Equations Link to heading

$$Q(s, a) \leftarrow Q(s, a) + \eta [r + \gamma Q(s^{\prime}, a^{\prime}) - Q(s, a)] $$

This is just the Temporal Difference Learning, where the agent follows its policy $\pi$ at every step generating $a^{\prime} \sim \pi(s^{\prime})$ yielding the following $(s,a,r,s^{\prime}, a^{\prime})$ (hence the name SARSA).

Once we updated $Q$ we update the policy $\pi$ to be greedy with respect to $Q$.

Convergence Link to heading

The bad news, in the general case, SARSA is not guaranteed to converge to $Q_{*}$ however for the special, Tabular case (finite discrete states, finite discrete actions), in the limit that every state-action pair is visited infinitely often we are guaranteed to converge. Remember we are on-policy, and we update the Q function (and therefore the policy) only for action-state pairs which we actually visit! This can be done by performing $\epsilon$ greedy exploration-exploitation strategy with gradually vanishing $\epsilon \rightarrow 0$.

Off-policy Link to heading

As mentioned before SARSA is not guaranteed to converge, well actually Q learning has a lot of issues we are going to discuss later, but first things first. Off-policy approach enables us to use data, to train the agent from anywhere. This means we can use past training data, logs from some online system, imagination is the limit to train an RL Agent.

Tabular Q Learning Link to heading

We make the slightest modification to the SARSA training objective:

$$Q(s, a) \leftarrow Q(s, a) + \eta [r + \gamma \max_{a^{\prime}} Q(s^{\prime}, a^{\prime}) - Q(s, a)] $$

  • $a^{\prime} = \arg \max_{a}Q(s^{\prime}, a)$ replaces $a^{\prime} \sim \pi(s^{\prime})$

As before we need to visit every state-action pair at once, however since we use an off-policy approach: $(s,a,r,s^{\prime})$ can come from anywhere, which speeds up things!
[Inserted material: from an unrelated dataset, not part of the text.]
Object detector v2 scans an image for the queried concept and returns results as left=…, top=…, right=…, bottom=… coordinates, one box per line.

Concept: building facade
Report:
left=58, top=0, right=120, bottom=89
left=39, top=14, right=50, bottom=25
Q-Learning as Function approximation Link to heading

Here our Q function has some parameters we are going to optimize: $Q_w(s,a)$, where $w$ are those parameters. These parameters are then usually optimized with Stochastic Gradient Descent and our loss is:

$$ L(w | s, a, r, s^{\prime}) = ((r + \gamma \max_{a^{\prime}} Q_w(s^{\prime}, a^{\prime})) - Q_w(s, a))^2$$

Deep Q Learning Link to heading

Here is not too much to say, essentially $w$ are weights of a deep neural network. This may sound disappointing, and yes it is. I wanted to dive more in depth here, and I’m going to give you a tease of the current latest and greatest at the end of the post. However I want to focus more on the problems and potential pitfalls that are present in Q learning!

Problems Link to heading

Off-policy methods and using Function approximation introduces a bunch of problems! These problems are:

  1. The Deadly Triad
  2. Optimizer’s Curse (Maximization Bias)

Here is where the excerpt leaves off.